Employer impact of coronavirus legislation

House and Senate negotiators have agreed to a bipartisan $8.3 billion emergency spending package to combat the coronavirus at home and abroad. The House approved the measure shortly after the text was released on Wednesday, and the Senate approved it Thursday.

There are two provisions in the package that could have a direct impact on employers. First, any vaccines, therapeutics and diagnostics developed with the government funding included in the legislation must be made available to the commercial market and must be affordable. The measure does not define “affordable” or outline a distribution process, but look for federal authorities to mandate coverage of the vaccines and therapies.

Second, Congress provided the Small Business Administration (SBA) an additional $20 million to loan to small business affected by the coronavirus. Small businesses will be able to request the funds through the SBA’s disaster relief program.

What’s next?

This first salvo from Congress in the fight against coronavirus is merely a spending bill – allocating federal funds to help prepare for and respond to the coronavirus – and does not specifically address concerns about insurance coverage, whether for testing or vaccination. There might be more to come.

Several members of Congress and their aides have relayed to Lockton their concerns about the cost of coronavirus testing, care and vaccinations. The state of New York has already directed insurers (opens a new window) to, among other things, waive cost-sharing requirements when the purpose of a visit, including an emergency room visit, is for coronavirus testing (that measure does not apply to self-funded ERISA plans). Some members of Congress and other states are considering similar proposals.
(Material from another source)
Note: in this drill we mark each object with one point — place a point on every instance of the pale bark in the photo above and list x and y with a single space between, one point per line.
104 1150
The federal response would likely apply to both insured and self-insured employer-sponsored group health plans, as well as Medicare.
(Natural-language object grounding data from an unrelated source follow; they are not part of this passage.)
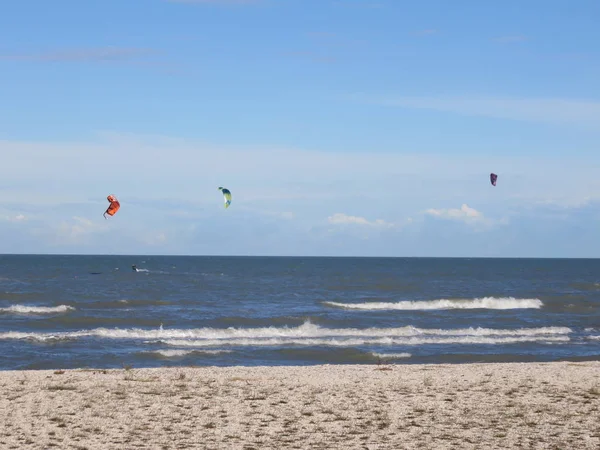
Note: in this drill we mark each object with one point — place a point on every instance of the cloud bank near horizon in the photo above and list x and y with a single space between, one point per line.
286 201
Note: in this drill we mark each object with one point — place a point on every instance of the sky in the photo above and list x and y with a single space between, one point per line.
341 127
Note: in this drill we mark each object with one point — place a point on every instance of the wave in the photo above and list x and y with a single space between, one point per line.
308 334
22 309
182 353
476 303
391 355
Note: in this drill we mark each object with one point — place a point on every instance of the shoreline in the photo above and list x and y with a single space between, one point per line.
476 405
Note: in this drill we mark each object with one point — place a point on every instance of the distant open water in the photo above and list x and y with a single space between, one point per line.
94 311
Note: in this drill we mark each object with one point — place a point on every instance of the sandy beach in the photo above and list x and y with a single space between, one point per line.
522 405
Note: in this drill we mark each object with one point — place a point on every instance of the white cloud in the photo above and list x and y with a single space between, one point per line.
17 218
465 213
283 199
343 219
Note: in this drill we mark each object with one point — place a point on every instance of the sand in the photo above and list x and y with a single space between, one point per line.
478 406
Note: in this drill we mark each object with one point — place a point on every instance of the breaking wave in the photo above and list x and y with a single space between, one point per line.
309 334
476 303
22 309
Lockton comment: Health savings account (HSA)-compatible health plans must generally require the member to satisfy the plan’s high deductible before the plan pays for nonpreventive care. While a coronavirus vaccine would be preventive, it is unclear whether the IRS would make any special allowances for first-dollar coverage of care for an individual infected with the coronavirus, but we assume the IRS would do so.

While a coronavirus vaccine does not exist, it is in the process of being developed. Federal officials are concerned about ensuring access to the vaccine once it is ready. One option would be to ensure the vaccine is immediately included on the list of preventive care services the Affordable Care Act requires all nongrandfathered plans to cover without cost sharing.
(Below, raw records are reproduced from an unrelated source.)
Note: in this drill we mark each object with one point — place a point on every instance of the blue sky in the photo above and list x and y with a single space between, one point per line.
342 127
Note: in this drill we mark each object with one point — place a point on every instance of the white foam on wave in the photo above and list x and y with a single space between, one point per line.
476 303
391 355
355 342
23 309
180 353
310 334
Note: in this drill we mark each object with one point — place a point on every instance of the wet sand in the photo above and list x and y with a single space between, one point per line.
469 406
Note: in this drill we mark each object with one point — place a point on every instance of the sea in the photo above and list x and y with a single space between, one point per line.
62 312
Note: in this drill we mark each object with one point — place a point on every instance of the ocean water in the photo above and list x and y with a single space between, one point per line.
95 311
The full legislative and regulatory response to the coronavirus remains in flux. However, there are clear indications that policymakers understand employers will play an important role in preventing and combating the disease. Lockton will continue to engage with policymakers and monitor the legislative and regulatory developments to keep you informed.

Lockton comment: We suspect the response to the coronavirus by businesses will also inform how Congress confronts other issues not related to the disease. For example, Congress is soon set to debate issues such as “Medicare for All,” paid leave requirements, surprise billing legislation and drug pricing. The response of businesses to the coronavirus will be fresh in the minds of policymakers as they debate these topics and sort out the balance of more regulation on businesses, expanded government programs and market-based solutions.

Not legal advice: Nothing in this Alert should be construed as legal advice. Lockton may not be considered your legal counsel, and communications with Lockton's Government Relations group are not privileged under the attorney-client privilege.

Employer impact of coronavirus legislationView alert (opens a new window)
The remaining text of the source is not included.